La caduta della produzione ovarica di estrogeni è la condizione responsabile

dell’osteoporosi postmenopausale. La demineralizzazione ossea che consegue al

fisiologico processo di invecchiamento viene infatti ad essere accelerata ed aggravata

dalla condizione di ipoestrogenismo.


Dati italiani evidenziano la presenza di osteoporosi nel 32% delle donne di età

compresa fra i 60 e i 69 anni e nel 45% delle donne fra i 70 e i 79 anni [16] [17]

La densità ossea diminuisce di 1-2 % ogni anno dopo la menopausa e il calo è

particolarmente evidente entro i primi 5-10 anni della menopausa. Immediatamente

dopo il sopraggiungere della menopausa si ha una fase di alto turnover osseo,

particolarmente evidente a carico dell’osso trabecolare, e quindi a carico della

colonna, con possibili fratture spontanee da schiacciamento. Questa fase è tanto più

intensa, tanto più precocemente insorge la menopausa [18].

L'osso trabecolare è infatti caratterizzato da una ricca vascolarizzazione e risente più

precocemente di tutti i possibili modificazioni endocrino-metaboliche dell'individuo.

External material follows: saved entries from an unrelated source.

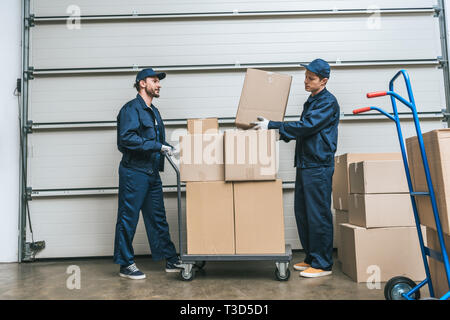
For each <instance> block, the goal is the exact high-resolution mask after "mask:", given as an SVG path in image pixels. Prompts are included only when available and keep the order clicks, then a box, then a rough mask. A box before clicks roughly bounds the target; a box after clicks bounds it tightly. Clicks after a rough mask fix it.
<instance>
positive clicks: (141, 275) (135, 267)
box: [119, 263, 145, 280]
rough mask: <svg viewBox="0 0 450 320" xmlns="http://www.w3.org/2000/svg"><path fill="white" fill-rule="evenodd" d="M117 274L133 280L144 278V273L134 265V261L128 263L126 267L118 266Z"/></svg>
mask: <svg viewBox="0 0 450 320" xmlns="http://www.w3.org/2000/svg"><path fill="white" fill-rule="evenodd" d="M119 276H121V277H123V278H128V279H133V280H139V279H145V274H144V273H142V272H141V271H140V270H139V269H138V268H137V267H136V263H133V264H130V265H129V266H128V267H125V266H120V272H119Z"/></svg>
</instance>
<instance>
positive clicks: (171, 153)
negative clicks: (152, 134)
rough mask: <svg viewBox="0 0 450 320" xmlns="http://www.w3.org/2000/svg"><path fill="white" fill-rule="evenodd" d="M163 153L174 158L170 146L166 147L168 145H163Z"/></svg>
mask: <svg viewBox="0 0 450 320" xmlns="http://www.w3.org/2000/svg"><path fill="white" fill-rule="evenodd" d="M161 153H165V154H167V155H169V156H173V152H172V147H169V146H166V145H162V147H161Z"/></svg>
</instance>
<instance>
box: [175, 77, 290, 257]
mask: <svg viewBox="0 0 450 320" xmlns="http://www.w3.org/2000/svg"><path fill="white" fill-rule="evenodd" d="M290 83H291V77H289V76H284V75H278V74H274V73H270V72H265V71H260V70H254V69H249V70H248V71H247V75H246V78H245V81H244V88H243V91H242V95H241V100H240V103H239V107H238V114H237V116H236V126H237V127H238V128H244V129H247V128H250V127H251V125H250V123H251V122H254V121H256V120H257V119H256V117H257V116H258V115H262V116H267V117H271V118H273V119H279V120H282V119H283V117H284V112H285V109H286V105H287V98H288V95H289V89H290ZM274 97H275V98H274ZM280 97H281V99H280ZM276 138H277V137H276V131H275V130H258V131H255V130H241V129H233V130H225V132H219V126H218V121H217V119H214V118H210V119H189V120H188V134H187V135H185V136H181V137H180V151H181V152H180V178H181V181H183V182H186V229H187V253H188V254H205V255H206V254H208V255H209V254H213V255H229V254H284V253H285V239H284V215H283V191H282V182H281V180H278V179H277V172H278V150H277V142H276V140H277V139H276Z"/></svg>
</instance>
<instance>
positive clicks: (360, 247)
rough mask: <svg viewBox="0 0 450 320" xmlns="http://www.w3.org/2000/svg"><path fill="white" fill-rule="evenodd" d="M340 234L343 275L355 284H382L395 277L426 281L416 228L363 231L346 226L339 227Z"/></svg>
mask: <svg viewBox="0 0 450 320" xmlns="http://www.w3.org/2000/svg"><path fill="white" fill-rule="evenodd" d="M422 230H423V232H425V227H423V228H422ZM340 232H341V245H340V247H339V250H340V253H339V260H340V261H341V262H342V271H343V272H344V273H345V274H346V275H348V276H349V277H350V278H352V279H353V280H354V281H356V282H372V281H381V282H385V281H388V280H390V279H391V278H393V277H395V276H405V277H408V278H410V279H412V280H414V281H422V280H423V279H425V269H424V266H423V261H422V255H421V253H420V245H419V238H418V236H417V229H416V227H392V228H373V229H365V228H361V227H358V226H354V225H352V224H348V223H347V224H341V230H340Z"/></svg>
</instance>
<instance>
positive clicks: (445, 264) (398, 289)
mask: <svg viewBox="0 0 450 320" xmlns="http://www.w3.org/2000/svg"><path fill="white" fill-rule="evenodd" d="M401 75H403V78H404V80H405V83H406V88H407V91H408V96H409V101H408V100H406V99H405V98H403V97H402V96H401V95H399V94H398V93H396V92H395V91H394V83H395V81H396V80H397V78H398V77H399V76H401ZM382 96H390V97H391V102H392V108H393V111H394V113H393V115H392V114H389V113H387V112H386V111H385V110H383V109H380V108H378V107H366V108H360V109H356V110H354V111H353V114H359V113H363V112H367V111H370V110H376V111H378V112H380V113H381V114H383V115H385V116H386V117H388V118H389V119H391V120H392V121H394V122H395V124H396V126H397V133H398V139H399V142H400V149H401V152H402V157H403V164H404V167H405V173H406V179H407V181H408V187H409V194H410V196H411V202H412V207H413V211H414V218H415V222H416V228H417V233H418V236H419V243H420V250H421V252H422V259H423V263H424V267H425V274H426V279H425V280H423V281H422V282H421V283H419V284H418V285H416V283H415V282H414V281H412V280H411V279H408V278H407V277H400V276H399V277H394V278H392V279H390V280H389V281H388V282H387V283H386V286H385V289H384V295H385V298H386V299H387V300H403V299H406V300H416V299H420V288H421V287H423V286H424V285H425V284H428V289H429V291H430V297H431V298H432V299H433V298H435V294H434V289H433V284H432V280H431V276H430V268H429V264H428V260H427V256H428V257H430V258H432V259H437V260H439V261H441V262H443V263H444V267H445V272H446V275H447V282H448V284H449V287H450V264H449V257H448V254H447V250H446V248H445V242H444V237H443V232H442V226H441V221H440V219H439V213H438V208H437V204H436V196H435V193H434V189H433V183H432V181H431V175H430V168H429V165H428V159H427V155H426V153H425V147H424V143H423V137H422V131H421V129H420V124H419V118H418V115H417V109H416V103H415V101H414V95H413V92H412V89H411V81H410V78H409V75H408V72H407V71H406V70H400V71H399V72H398V73H397V74H396V75H395V76H394V77H393V78H392V79H391V81H390V82H389V91H380V92H372V93H368V94H367V98H376V97H382ZM396 100H399V101H400V102H402V103H403V104H404V105H406V106H407V107H408V108H409V109H411V111H412V115H413V119H414V125H415V127H416V132H417V139H418V142H419V147H420V152H421V155H422V162H423V167H424V169H425V176H426V180H427V186H428V192H415V191H414V190H413V186H412V182H411V175H410V171H409V167H408V160H407V156H406V151H405V143H404V140H403V134H402V129H401V126H400V118H399V115H398V111H397V101H396ZM422 196H427V197H430V201H431V206H432V208H433V215H434V219H435V222H436V230H437V234H438V239H439V244H440V248H441V251H440V252H437V251H435V250H432V249H430V248H428V247H426V246H425V244H424V239H423V234H422V229H421V227H420V219H419V215H418V212H417V206H416V201H415V197H422ZM449 298H450V291H449V292H447V293H446V294H444V295H443V296H442V297H441V298H440V299H439V300H447V299H449Z"/></svg>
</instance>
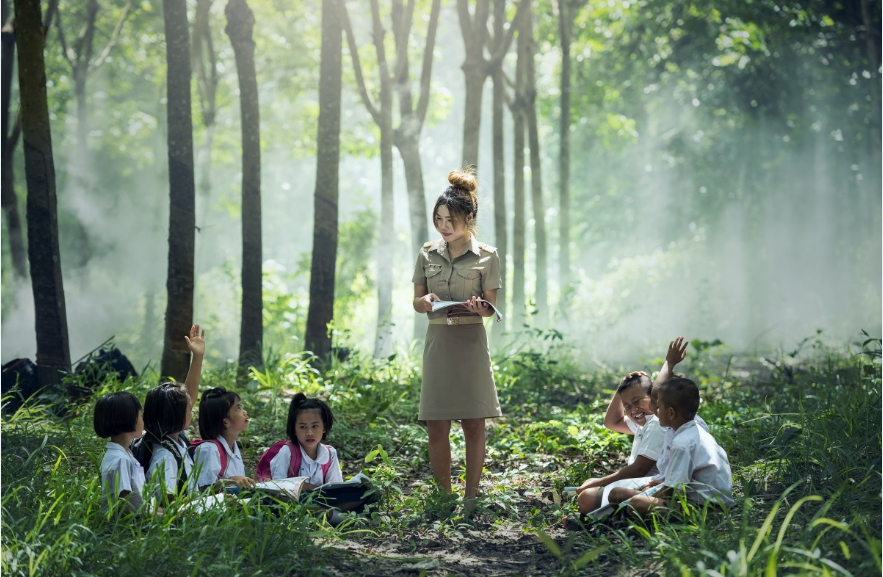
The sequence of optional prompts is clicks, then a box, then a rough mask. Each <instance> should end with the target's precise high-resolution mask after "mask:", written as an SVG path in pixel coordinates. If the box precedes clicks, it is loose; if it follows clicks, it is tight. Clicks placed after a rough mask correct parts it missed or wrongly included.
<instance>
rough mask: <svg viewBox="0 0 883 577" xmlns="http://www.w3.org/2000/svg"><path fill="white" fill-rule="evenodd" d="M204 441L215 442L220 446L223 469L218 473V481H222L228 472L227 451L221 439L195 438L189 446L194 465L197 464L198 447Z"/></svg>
mask: <svg viewBox="0 0 883 577" xmlns="http://www.w3.org/2000/svg"><path fill="white" fill-rule="evenodd" d="M203 443H214V444H215V446H216V447H217V448H218V453H220V454H221V471H220V472H219V473H218V481H220V480H221V479H223V478H224V473H226V472H227V451H225V450H224V446H223V445H222V444H221V441H219V440H217V439H193V440H192V441H190V445H189V446H188V447H187V452H188V453H190V458H191V459H193V464H194V465H196V448H197V447H198V446H200V445H201V444H203Z"/></svg>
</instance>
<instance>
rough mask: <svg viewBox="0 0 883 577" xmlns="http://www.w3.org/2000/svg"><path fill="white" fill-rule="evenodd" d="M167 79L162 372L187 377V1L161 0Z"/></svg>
mask: <svg viewBox="0 0 883 577" xmlns="http://www.w3.org/2000/svg"><path fill="white" fill-rule="evenodd" d="M163 18H164V22H165V34H166V46H167V50H166V64H167V67H168V80H167V82H166V89H167V94H168V102H167V104H166V107H167V115H168V148H169V150H168V156H169V203H170V205H169V269H168V278H167V280H166V291H167V293H168V302H167V304H166V329H165V343H164V346H163V356H162V367H161V374H162V376H163V377H173V378H175V379H176V380H179V381H183V380H184V379H185V377H186V376H187V369H188V368H189V366H190V353H189V351H188V349H187V343H186V341H185V340H184V335H187V334H188V333H189V331H190V326H191V324H192V321H193V285H194V279H193V263H194V258H193V253H194V246H195V240H196V238H195V235H196V217H195V185H194V179H193V118H192V115H191V111H190V107H191V98H190V30H189V28H188V24H187V5H186V3H185V2H184V0H163Z"/></svg>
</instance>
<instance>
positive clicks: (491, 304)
mask: <svg viewBox="0 0 883 577" xmlns="http://www.w3.org/2000/svg"><path fill="white" fill-rule="evenodd" d="M478 300H479V301H480V302H483V303H487V304H488V306H489V307H491V308H492V309H494V312H495V313H497V322H500V321H501V320H503V313H501V312H500V309H498V308H497V307H495V306H494V305H493V303H491V302H490V301H486V300H484V299H478ZM467 302H468V301H432V312H437V311H440V310H444V309H446V308H450V307H453V306H457V305H465V304H466V303H467Z"/></svg>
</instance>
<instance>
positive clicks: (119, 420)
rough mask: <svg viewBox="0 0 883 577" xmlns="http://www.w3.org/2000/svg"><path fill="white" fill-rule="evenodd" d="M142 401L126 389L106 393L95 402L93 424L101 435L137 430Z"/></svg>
mask: <svg viewBox="0 0 883 577" xmlns="http://www.w3.org/2000/svg"><path fill="white" fill-rule="evenodd" d="M140 412H141V401H139V400H138V397H136V396H135V395H133V394H132V393H128V392H125V391H122V392H119V393H110V394H109V395H104V396H103V397H101V398H100V399H98V402H97V403H95V413H94V414H93V416H92V425H93V426H94V427H95V433H96V434H97V435H98V436H99V437H102V438H103V437H114V436H116V435H119V434H122V433H133V432H135V425H137V424H138V413H140Z"/></svg>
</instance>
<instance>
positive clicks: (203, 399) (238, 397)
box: [199, 387, 239, 439]
mask: <svg viewBox="0 0 883 577" xmlns="http://www.w3.org/2000/svg"><path fill="white" fill-rule="evenodd" d="M238 400H239V395H237V394H236V393H234V392H233V391H228V390H227V389H225V388H224V387H215V388H214V389H208V390H207V391H205V392H204V393H202V398H201V399H200V400H199V436H200V437H202V438H203V439H217V438H218V437H220V436H221V434H222V433H223V432H224V419H226V418H227V416H228V415H229V414H230V409H232V408H233V405H234V404H236V401H238Z"/></svg>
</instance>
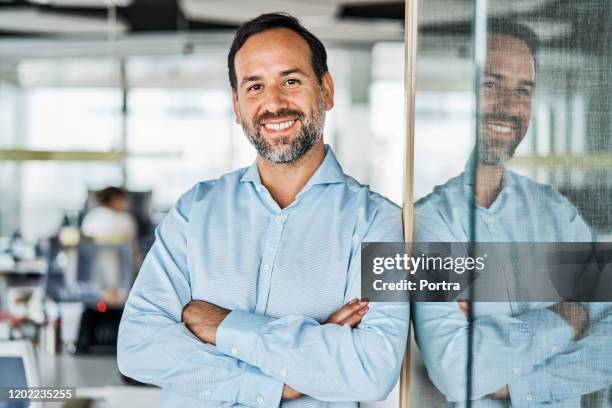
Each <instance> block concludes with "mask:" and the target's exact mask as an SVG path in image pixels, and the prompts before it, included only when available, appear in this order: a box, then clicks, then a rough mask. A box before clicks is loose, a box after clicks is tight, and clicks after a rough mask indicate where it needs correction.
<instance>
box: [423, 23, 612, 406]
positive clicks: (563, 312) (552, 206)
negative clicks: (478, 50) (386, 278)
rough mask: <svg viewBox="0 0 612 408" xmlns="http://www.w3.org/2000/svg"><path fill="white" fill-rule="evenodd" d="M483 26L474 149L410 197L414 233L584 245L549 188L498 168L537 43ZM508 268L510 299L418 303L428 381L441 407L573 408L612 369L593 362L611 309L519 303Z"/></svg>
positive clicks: (513, 150) (504, 275)
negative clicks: (446, 405)
mask: <svg viewBox="0 0 612 408" xmlns="http://www.w3.org/2000/svg"><path fill="white" fill-rule="evenodd" d="M489 23H490V24H489V25H488V31H489V32H488V37H487V55H486V63H485V67H484V74H483V77H482V78H481V81H480V84H479V88H480V100H481V105H480V107H481V111H480V122H479V126H480V132H479V134H480V135H479V143H478V148H477V149H475V151H474V153H473V154H472V157H471V159H470V162H469V163H468V165H467V168H466V171H465V172H464V173H462V174H461V175H459V176H458V177H455V178H453V179H451V180H450V181H448V182H447V183H446V184H444V185H442V186H438V187H436V188H435V189H434V191H433V192H432V193H431V194H430V195H428V196H427V197H425V198H423V199H422V200H420V201H419V202H417V204H416V239H417V240H418V241H420V242H470V241H472V240H474V238H475V240H476V241H477V242H487V243H490V242H500V243H504V242H511V243H512V242H519V243H525V242H526V243H535V242H591V241H593V240H594V236H593V233H592V231H591V229H590V228H589V227H588V226H587V224H586V223H585V221H584V220H583V219H582V217H581V216H580V214H579V212H578V210H577V209H576V207H574V205H572V204H571V203H570V202H569V201H568V200H567V199H566V198H565V197H563V196H562V195H561V194H560V193H559V192H558V191H557V190H555V189H554V188H553V187H551V186H548V185H543V184H539V183H536V182H534V181H532V180H530V179H528V178H526V177H523V176H520V175H518V174H516V173H514V172H512V171H509V170H507V169H506V168H505V164H506V162H507V161H508V160H509V159H510V158H512V156H513V154H514V151H515V149H516V147H517V146H518V145H519V144H520V143H521V141H522V140H523V138H524V137H525V134H526V132H527V128H528V126H529V121H530V117H531V105H532V99H533V92H534V86H535V82H536V49H537V39H536V37H535V34H534V33H533V32H532V31H531V30H530V29H529V28H528V27H526V26H523V25H519V24H514V23H512V22H509V21H505V20H493V21H490V22H489ZM500 248H501V246H500ZM514 273H517V271H514V270H510V271H506V273H505V274H504V275H503V276H504V277H507V279H506V282H502V283H501V285H505V286H503V287H504V289H505V291H504V293H507V294H508V298H507V299H505V298H500V299H499V301H498V302H473V303H472V304H470V303H467V302H465V301H461V302H440V303H425V302H423V303H416V304H415V307H414V309H413V310H414V315H413V319H414V324H415V338H416V341H417V343H418V345H419V348H420V350H421V353H422V355H423V360H424V362H425V366H426V367H427V372H428V374H429V377H430V379H431V380H432V382H433V383H434V384H435V385H436V386H437V388H438V390H439V391H440V392H441V393H442V394H444V396H445V397H446V399H447V401H448V402H449V403H450V404H449V405H450V406H472V407H508V406H555V407H580V406H581V400H582V398H583V395H587V394H589V393H593V392H595V391H597V390H601V389H604V388H606V387H607V386H608V385H609V384H610V382H611V378H612V370H610V368H609V366H608V365H602V364H600V363H599V362H601V361H608V360H609V359H610V358H611V357H612V342H610V333H612V321H611V318H612V314H611V310H610V305H609V304H606V303H591V304H581V303H577V302H565V301H563V302H558V303H553V302H546V303H545V302H537V303H536V302H517V301H516V300H517V299H516V296H515V295H511V294H513V293H516V291H517V290H520V289H517V288H515V287H514V286H513V285H515V284H516V282H513V278H514V277H515V275H513V274H514ZM500 276H501V275H500ZM469 336H472V343H471V344H472V349H471V350H469V346H468V338H469ZM470 351H471V353H470ZM470 358H471V361H470V363H471V378H469V379H468V371H467V370H468V360H469V359H470ZM468 387H471V389H468ZM468 399H470V400H471V401H468Z"/></svg>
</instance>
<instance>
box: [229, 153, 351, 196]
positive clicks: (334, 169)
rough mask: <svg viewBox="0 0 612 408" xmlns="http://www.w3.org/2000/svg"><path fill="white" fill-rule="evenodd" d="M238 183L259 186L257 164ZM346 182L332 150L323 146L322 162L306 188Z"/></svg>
mask: <svg viewBox="0 0 612 408" xmlns="http://www.w3.org/2000/svg"><path fill="white" fill-rule="evenodd" d="M240 181H241V182H242V181H250V182H253V183H255V184H261V177H260V176H259V169H257V162H256V161H255V162H253V164H251V165H250V166H249V167H248V169H247V171H246V172H245V173H244V175H243V176H242V178H241V179H240ZM345 181H346V178H345V175H344V172H343V171H342V167H340V163H338V160H336V156H335V155H334V152H333V150H332V148H331V147H330V146H329V145H325V157H324V158H323V162H322V163H321V165H320V166H319V168H318V169H317V171H315V173H314V174H313V175H312V177H311V178H310V180H308V183H306V185H307V186H312V185H316V184H333V183H344V182H345Z"/></svg>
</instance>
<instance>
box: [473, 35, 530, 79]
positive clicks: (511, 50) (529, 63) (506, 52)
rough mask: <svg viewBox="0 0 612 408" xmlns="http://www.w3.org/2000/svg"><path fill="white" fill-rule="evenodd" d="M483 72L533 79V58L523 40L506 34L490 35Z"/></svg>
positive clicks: (526, 78)
mask: <svg viewBox="0 0 612 408" xmlns="http://www.w3.org/2000/svg"><path fill="white" fill-rule="evenodd" d="M485 72H489V73H495V74H498V75H502V76H504V77H507V78H513V79H518V80H528V81H533V80H534V78H535V60H534V58H533V56H532V55H531V51H530V50H529V47H528V46H527V44H525V42H524V41H522V40H520V39H518V38H514V37H511V36H508V35H492V36H491V37H489V39H488V40H487V59H486V63H485Z"/></svg>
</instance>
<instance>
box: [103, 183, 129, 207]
mask: <svg viewBox="0 0 612 408" xmlns="http://www.w3.org/2000/svg"><path fill="white" fill-rule="evenodd" d="M125 197H127V193H126V192H125V190H124V189H122V188H119V187H106V188H104V189H102V190H100V191H97V192H96V200H97V201H98V203H99V204H100V205H109V204H110V203H112V202H113V200H115V199H116V198H125Z"/></svg>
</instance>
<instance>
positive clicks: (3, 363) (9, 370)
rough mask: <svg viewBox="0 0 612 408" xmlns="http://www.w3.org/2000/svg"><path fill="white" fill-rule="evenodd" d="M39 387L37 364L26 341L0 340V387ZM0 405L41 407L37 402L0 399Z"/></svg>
mask: <svg viewBox="0 0 612 408" xmlns="http://www.w3.org/2000/svg"><path fill="white" fill-rule="evenodd" d="M20 387H40V377H39V375H38V366H37V365H36V358H35V356H34V349H33V348H32V344H31V343H30V342H28V341H0V388H20ZM0 407H10V408H22V407H23V408H25V407H32V408H34V407H36V408H39V407H42V404H41V403H39V402H28V401H24V400H17V401H11V402H8V401H6V400H5V401H0Z"/></svg>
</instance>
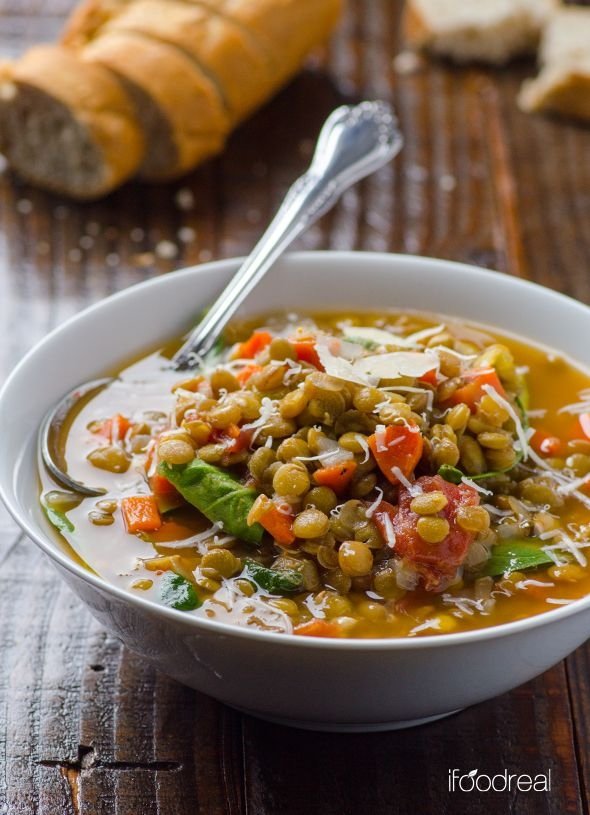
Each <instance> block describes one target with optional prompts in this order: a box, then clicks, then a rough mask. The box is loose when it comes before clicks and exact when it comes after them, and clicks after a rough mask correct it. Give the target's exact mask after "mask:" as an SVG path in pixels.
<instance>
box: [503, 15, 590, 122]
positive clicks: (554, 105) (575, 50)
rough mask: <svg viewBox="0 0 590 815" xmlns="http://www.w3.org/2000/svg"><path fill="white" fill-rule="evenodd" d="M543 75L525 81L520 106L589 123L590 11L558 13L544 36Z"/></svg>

Quindi per il suo elevato turnover, l'osso trabecolare è il primo ad andare incontro ai

processi di osteoporosi postmenopausale, che invece compaiono più tardivamente a

livello dell'osso corticale.

La perdita associata all'invecchiamento si aggira intorno a circa 1% per anno, mentre

la quota di decremento osseo correlata all'ipoestrogenismo si aggira mediamente

intorno al 2-3 % per anno nei primi 10 anni dalla menopausa [19]. E’ stato dimostrato

che la perdita di massa ossea conseguente alla ridotta produzione di estrogeni, a

livello della colonna vertebrale, inizia già 1.5 anni prima dell’ultimo ciclo mestruale;

la BMD (Bone Mass Density) si riduce del 3% circa l’anno e prosegue per 5 anni. A

livello dell’anca, la BMD declina dello 0.5% - 2%/anno nella perimenopausa e poi

del 5-7%/ anno in menopausa [20].


Il tessuto trabecolare è quello che risente maggiormente dell’ipoestrogenismo

menopausale. Tuttavia, la carenza ormonale colpisce in misura analoga il tessuto

corticale, per cui anche a livello femorale nella donna il decremento della densità

ossea è quasi interamente dovuto a fattori ormonali e non all’invecchiamento. La

differenza sta nella velocità di perdita, che nell’osso corticale è minore e richiede più

tempo per evidenziarsi in tutta la sua gravità.

Nel tessuto osseo trabecolare, prevalentemente rappresentato a livello della colona

vertebrale, l'osteoporosi è caratterizzata da un assottigliamento delle trabecole che

appaiono più fini e frammentate. Nell'osso compatto, l'osteoporosi si manifesta con

una riduzione dello spessore della corticale e un allargamento dei canali haversiani,

sino a giungere nei casi estremi alla spongiosizzazione della compatta.

La diagnosi di osteoporosi si basa sulla valutazione del contenuto minerale dell’osso

eseguita con una tecnica radiologica, la densitometria ossea, che rappresenta la

tecnica di quantificazione della massa ossea e quindi il test diagnostico di osteoporosi

e di rischio di frattura. Il parametro di riferimento è la “Bone Mineral Density”

(BMD) in g/cm2 di superfice ossea proiettata. Per uniformare e rendere comparabili i

valori, questi vengono espressi in T-score che rappresenta la differenza del valore

individuale rispetto a quello medio di giovani donne adulte sane (Picco di massa

ossea). L’unità di misura è rappresentata dalla deviazione standard del suddetto picco

(T-score). È stato osservato che il rischio di frattura inizia ad aumentare in maniera

esponenziale con valori densitometrici di T-score < -2.5 SD.